Limitations & Future Work

  • Complexity relies on multiple external pre-trained components (Grounded-SAM2, RAM, DAPE, SD 2.1). Although masks are cached, training costs and dependency on these models persist.
  • Fidelity metrics (PSNR/SSIM) are not SOTA; not necessarily the first choice for scenarios requiring absolute pixel fidelity.
  • TMG relies on noun-level masks, which might fail for abstract textures or scenes without clear objects (e.g., clear sky).
  • Mapping operator \(\mathcal{W}(\cdot)\) is somewhat empirical.
  • vs. OSEDiff: CODSR is a systemic enhancement, adding RGPA, LQFM, and TMG to the OSEDiff framework.
  • vs. PiSA-SR / TVT: While they use dual LoRA or VAE fine-tuning, CODSR's use of uncompressed pixel-unshuffle features bypasses the fundamental compression loss better.
  • vs.
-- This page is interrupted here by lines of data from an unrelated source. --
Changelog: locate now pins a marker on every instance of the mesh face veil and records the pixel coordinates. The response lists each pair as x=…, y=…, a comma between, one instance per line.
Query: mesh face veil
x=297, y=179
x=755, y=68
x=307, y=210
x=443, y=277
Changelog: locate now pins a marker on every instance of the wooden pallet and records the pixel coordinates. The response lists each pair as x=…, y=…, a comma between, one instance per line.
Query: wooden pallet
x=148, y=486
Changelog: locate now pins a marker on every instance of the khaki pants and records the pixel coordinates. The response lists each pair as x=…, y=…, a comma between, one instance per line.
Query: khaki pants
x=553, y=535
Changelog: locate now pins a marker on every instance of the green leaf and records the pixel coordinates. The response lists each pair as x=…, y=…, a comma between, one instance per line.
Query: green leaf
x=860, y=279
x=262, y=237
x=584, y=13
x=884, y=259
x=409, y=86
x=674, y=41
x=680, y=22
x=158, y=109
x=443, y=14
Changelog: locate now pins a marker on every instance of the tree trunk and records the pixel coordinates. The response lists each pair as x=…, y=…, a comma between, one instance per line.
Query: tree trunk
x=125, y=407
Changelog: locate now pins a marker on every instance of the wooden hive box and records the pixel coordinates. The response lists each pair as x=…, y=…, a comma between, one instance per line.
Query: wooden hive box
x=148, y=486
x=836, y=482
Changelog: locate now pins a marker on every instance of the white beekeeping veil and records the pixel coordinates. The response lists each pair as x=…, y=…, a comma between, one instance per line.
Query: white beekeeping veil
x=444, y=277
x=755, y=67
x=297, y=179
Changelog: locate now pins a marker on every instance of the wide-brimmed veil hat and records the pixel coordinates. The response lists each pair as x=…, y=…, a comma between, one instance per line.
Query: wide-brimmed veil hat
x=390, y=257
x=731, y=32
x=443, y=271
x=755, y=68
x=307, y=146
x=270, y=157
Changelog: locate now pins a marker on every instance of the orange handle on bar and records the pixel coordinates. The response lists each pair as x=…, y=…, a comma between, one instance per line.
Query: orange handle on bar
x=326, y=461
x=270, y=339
DAPE: Unlike prior methods that extract prompts without spatial alignment, CODSR explicitly constrains text-vision spatial consistency via Grounded-SAM2 masks.

Rating

  • Novelty: ⭐⭐⭐⭐ Targeted designs for one-step diffusion SR. RGPA is particularly novel.
  • Experimental Thoroughness: ⭐⭐⭐⭐⭐ Comprehensive testing across four datasets and eight metrics with thorough ablations.
  • Writing Quality: ⭐⭐⭐⭐ Clear mapping between pain points and designs, though some details are deferred to supplementary materials.
  • Value: ⭐⭐⭐⭐ Significant practical value in fidelity-reality balancing; code is open source.